An extreme form of interrogation going back at least as far as the Spanish Inquisition, waterboarding has been condemned as torture by just about everyone-except the hired legal hands of the Bush administration.
On Wednesday President Bush's spokesman Tony Fratto revealed that the White House reserves the right to approve waterboarding again, "depending on the circumstances." Fratto matter-of-factly described the process still followed by the Bush administration to approve torture-er; I mean, "enhanced interrogation techniques" like waterboarding:
"The process includes the director of the Central Intelligence Agency bringing the proposal to the attorney general, where the review would be conducted to determine if the plan would be legal and effective. At that point, the proposal would go to the president. The president would listen to the determination of his advisers and make a decision."
Dissing Congress
Cheney's task of reassuring us about our "decency" was made no easier Thursday, when Attorney General Michael Mukasey stonewalled questions from the hapless John Conyers, titular chair of the House Judiciary Committee. Conyers tried, and failed, to get straight answers from Mukasey on torture.
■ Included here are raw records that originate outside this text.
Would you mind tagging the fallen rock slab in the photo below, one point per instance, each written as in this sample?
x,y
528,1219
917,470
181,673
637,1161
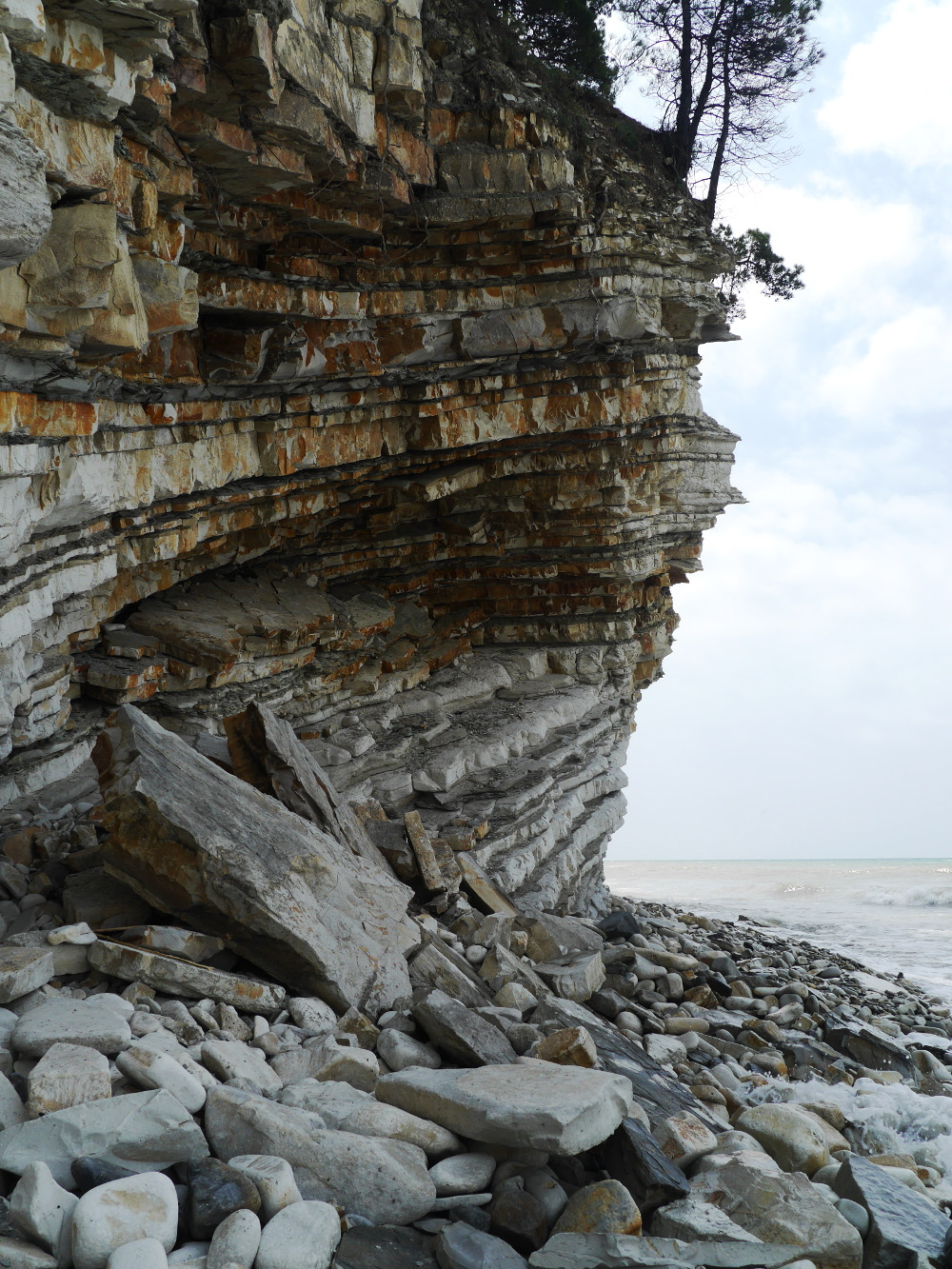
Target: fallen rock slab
x,y
124,1211
137,1131
42,1212
385,1248
190,838
692,1221
23,970
460,1032
627,1252
460,1246
99,1023
902,1222
632,1157
560,1109
348,1109
373,1177
185,979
Conyers referred to Hayden's admission about waterboarding and branded the practice "odious." But Mukasey seemed to take perverse delight in "dissing" Conyers, as the expression goes in inner city Washington. Sadly, the tired chairman took the disrespect stoically.
He did summon the courage to ask Attorney General Mukasey directly, "Are you ready to start a criminal investigation into whether this confirmed use of waterboarding by U.S. agents was illegal?"
"No, I am not," Mukasey answered.
Mukasey claimed "waterboarding was found to be permissible under the law as it existed" in the years immediately after 9/11; thus, the Justice Department could not investigate someone for doing something the department had declared legal. Got that?